A rotatividade como forma de flexibilização do emprego


 Autora: Palloma Ramos(*)

O fenômeno da rotatividade é um movimento cíclico anual de substituição de parte dos trabalhadores, ocorrendo por meio das demissões e admissões pelas unidades produtivas do país. Esse movimento de substituição é medido pela taxa de rotatividade, que expressa o "ajuste de quantidade de mão-de-obra" realizado anualmente.[1]

Standing, ao analisar o diagnóstico e prognóstico a partir de uma perspectiva histórica e geopolítica, mostra que a globalização precarizante, provocada pelo surgimento da terceira revolução industrial, do neoliberalismo e da superexploração de populações da Ásia, desmontou o que os gregos criaram no início da democracia como elemento humanizador do trabalho: o vínculo interno entre praxis e philia, que reconhecia os cidadãos como homens livremente associados nas construções da amizade cívica. A China tem impactado negativamente a desigualdade de renda global de diversas maneiras. Salários baixos tendem a aumentar as diferenças salariais ao diminuir os rendimentos globais. O país manteve seus próprios salários consideravelmente baixos. Ao mesmo tempo, onde o crescimento aumentou, a parcela dos salários na renda nacional diminuiu por 22 anos consecutivos, caindo de 57% do PIB em 1983 para somente 37% em 2005.[2]

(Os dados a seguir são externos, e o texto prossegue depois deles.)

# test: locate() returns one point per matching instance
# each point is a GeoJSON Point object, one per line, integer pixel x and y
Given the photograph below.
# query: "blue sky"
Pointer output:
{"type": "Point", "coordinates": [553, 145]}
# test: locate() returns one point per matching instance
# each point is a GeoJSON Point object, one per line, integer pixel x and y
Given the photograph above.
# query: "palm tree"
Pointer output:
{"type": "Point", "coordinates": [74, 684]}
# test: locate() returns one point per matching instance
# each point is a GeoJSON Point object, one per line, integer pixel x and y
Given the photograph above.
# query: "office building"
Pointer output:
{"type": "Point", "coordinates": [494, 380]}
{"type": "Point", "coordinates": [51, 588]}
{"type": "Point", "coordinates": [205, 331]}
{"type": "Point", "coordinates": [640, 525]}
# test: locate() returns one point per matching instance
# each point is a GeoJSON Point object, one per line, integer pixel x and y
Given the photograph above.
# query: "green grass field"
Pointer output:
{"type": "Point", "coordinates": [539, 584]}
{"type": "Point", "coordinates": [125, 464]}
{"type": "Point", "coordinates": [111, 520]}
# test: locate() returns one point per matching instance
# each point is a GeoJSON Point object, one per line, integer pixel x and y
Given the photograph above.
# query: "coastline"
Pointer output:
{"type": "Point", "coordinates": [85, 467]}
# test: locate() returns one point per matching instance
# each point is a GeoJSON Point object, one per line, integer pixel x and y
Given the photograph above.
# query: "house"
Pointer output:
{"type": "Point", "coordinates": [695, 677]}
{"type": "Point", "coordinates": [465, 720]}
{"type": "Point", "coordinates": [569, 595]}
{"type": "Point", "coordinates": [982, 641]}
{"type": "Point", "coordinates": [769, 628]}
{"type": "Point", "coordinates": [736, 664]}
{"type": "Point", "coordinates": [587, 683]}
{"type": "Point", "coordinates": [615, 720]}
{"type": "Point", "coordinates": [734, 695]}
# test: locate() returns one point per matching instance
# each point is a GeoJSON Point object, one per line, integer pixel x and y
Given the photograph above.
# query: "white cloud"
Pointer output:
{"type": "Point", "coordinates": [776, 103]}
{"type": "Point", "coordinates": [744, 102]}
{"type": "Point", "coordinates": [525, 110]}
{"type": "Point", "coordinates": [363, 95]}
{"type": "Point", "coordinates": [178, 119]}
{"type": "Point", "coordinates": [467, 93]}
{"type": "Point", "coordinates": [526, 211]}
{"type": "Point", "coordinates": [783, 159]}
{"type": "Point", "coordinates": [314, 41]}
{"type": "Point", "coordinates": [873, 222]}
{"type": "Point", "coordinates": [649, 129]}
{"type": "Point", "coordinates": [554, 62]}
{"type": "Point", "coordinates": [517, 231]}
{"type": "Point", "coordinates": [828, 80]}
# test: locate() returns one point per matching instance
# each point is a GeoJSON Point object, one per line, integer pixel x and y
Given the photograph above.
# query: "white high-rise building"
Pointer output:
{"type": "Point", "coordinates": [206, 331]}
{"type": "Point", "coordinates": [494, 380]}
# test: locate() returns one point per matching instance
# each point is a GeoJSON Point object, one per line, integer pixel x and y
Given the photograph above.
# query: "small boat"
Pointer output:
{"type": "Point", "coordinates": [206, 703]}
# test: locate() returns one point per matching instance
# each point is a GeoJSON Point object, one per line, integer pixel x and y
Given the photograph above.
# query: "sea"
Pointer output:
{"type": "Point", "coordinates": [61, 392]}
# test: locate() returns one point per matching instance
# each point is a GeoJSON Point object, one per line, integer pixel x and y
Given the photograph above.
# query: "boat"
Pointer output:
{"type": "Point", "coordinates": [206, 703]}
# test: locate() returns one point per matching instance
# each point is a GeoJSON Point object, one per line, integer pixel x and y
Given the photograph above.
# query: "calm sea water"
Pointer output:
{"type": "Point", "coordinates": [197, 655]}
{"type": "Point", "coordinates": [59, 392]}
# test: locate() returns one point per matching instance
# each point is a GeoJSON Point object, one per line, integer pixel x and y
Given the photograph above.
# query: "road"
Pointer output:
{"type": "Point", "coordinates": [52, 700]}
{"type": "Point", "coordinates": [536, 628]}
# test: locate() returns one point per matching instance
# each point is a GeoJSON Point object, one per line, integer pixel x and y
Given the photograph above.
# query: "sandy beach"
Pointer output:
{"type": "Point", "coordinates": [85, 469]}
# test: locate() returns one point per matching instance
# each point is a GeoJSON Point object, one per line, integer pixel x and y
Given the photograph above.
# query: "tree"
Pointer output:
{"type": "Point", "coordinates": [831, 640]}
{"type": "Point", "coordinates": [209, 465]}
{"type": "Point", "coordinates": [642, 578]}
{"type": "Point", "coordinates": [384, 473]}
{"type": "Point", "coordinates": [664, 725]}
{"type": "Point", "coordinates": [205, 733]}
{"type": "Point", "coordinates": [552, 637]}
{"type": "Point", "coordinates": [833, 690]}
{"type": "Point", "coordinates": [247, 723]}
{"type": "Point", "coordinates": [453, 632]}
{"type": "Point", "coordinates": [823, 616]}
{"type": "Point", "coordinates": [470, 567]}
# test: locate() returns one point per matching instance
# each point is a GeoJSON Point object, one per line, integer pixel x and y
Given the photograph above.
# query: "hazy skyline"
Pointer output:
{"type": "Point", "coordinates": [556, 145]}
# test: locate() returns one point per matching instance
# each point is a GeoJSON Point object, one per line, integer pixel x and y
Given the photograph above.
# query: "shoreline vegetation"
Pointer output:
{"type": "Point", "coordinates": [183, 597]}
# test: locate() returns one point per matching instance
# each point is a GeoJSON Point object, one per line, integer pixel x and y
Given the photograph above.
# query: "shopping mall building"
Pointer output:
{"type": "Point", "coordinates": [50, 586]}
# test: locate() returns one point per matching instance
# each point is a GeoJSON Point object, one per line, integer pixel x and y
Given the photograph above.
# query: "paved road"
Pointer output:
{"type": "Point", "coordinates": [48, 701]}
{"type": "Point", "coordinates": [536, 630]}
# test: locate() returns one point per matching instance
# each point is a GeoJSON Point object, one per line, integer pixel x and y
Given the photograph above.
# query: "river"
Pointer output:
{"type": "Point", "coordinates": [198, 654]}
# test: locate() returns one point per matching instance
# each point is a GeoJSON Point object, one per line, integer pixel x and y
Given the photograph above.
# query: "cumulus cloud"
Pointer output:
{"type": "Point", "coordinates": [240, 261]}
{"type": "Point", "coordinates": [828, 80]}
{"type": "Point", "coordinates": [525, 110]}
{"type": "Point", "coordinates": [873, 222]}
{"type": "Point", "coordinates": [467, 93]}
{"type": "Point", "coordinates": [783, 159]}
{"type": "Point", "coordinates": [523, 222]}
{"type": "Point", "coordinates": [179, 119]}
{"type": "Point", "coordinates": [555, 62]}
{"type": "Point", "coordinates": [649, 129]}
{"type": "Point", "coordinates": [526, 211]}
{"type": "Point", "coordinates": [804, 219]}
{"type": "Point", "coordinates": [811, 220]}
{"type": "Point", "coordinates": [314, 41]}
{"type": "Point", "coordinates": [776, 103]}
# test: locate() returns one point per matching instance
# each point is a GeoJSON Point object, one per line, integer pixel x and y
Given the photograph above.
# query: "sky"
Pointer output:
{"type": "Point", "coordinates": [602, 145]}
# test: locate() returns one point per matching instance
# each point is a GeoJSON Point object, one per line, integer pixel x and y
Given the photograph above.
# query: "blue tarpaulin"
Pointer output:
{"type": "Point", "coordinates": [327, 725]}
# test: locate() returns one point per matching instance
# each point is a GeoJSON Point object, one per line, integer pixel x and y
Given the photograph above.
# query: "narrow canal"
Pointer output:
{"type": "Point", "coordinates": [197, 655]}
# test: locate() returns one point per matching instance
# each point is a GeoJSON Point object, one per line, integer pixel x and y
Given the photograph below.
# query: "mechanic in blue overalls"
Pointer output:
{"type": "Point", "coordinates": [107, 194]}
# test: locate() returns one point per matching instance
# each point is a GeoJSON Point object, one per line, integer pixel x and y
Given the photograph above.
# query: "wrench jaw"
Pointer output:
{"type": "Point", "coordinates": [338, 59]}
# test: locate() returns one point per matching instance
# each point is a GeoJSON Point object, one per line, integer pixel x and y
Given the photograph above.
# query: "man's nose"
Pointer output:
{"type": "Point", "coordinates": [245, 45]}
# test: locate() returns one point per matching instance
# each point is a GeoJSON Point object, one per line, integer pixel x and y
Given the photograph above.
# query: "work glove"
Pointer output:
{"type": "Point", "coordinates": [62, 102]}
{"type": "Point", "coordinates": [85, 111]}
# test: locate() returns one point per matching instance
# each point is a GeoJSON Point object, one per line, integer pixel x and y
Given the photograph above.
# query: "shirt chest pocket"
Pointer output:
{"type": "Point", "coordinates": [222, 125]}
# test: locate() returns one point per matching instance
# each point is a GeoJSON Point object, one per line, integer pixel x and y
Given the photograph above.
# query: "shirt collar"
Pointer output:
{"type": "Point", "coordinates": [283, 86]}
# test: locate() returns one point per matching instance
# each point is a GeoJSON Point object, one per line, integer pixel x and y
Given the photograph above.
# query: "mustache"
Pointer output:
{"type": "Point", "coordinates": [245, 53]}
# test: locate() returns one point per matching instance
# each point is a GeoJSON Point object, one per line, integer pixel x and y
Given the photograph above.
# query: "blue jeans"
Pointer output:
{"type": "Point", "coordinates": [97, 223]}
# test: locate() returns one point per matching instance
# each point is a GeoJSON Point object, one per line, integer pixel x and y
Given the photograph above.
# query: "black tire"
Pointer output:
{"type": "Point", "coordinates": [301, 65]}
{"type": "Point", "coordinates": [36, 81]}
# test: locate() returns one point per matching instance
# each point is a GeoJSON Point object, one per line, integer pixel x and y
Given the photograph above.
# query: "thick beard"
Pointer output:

Uma vez que os empregos se tornam flexíveis e instrumentais, com salários insuficientes para uma subsistência socialmente respeitável e um estilo de vida dignificador, não há “profissionalismo” que combine com o pertencimento a uma comunidade com padrões, códigos éticos e respeito mútuo entre seus membros baseados em competência e respeito a norma de comportamento consagradas. Dessa forma, a relação jurídica de emprego se torna cada vez mais precária, o que acaba favorecendo a rotatividade, dificultando a profissionalização, uma vez que não é possível aprimorar constantemente as competências ou experiência. Essas pessoas enfrentam a possibilidade de retornar a um tipo de trabalho sem perspectiva de melhora social.[3]

Em relação à rotatividade no trabalho, (STANDING, 2013, p. 59), atribui:

Quando todas as complicações da flexibilidade numérica são consideradas, o resultado evidente são vidas de trabalho inseguro para um crescente número de pessoas próximas do precariado. Todo ano, cerca de um terço dos empregados em países da O C D E deixa seu empregador por uma razão ou outra. Nos Estados Unidos, cerca de 45% das pessoas deixam seus empregos a cada ano. A imagem do emprego de longo prazo é enganosa, mesmo que uma minoria ainda tenha um terço da rotatividade de emprego é contabilizado pela abertura e fechamento de empresas.


No que diz respeito ao Brasil, a rotatividade do trabalho é uma característica histórica, que se apresenta com uma intensa movimentação de trabalhadores entre postos de trabalho. Em termos práticos, segundo o Banco Mundial[4], poucas estatísticas são tão relevantes para economistas que pesquisam o mercado de trabalho no Brasil como aquelas que tratam da rotatividade de empregos. Aproximadamente um terço da força de trabalho muda de emprego todos os anos.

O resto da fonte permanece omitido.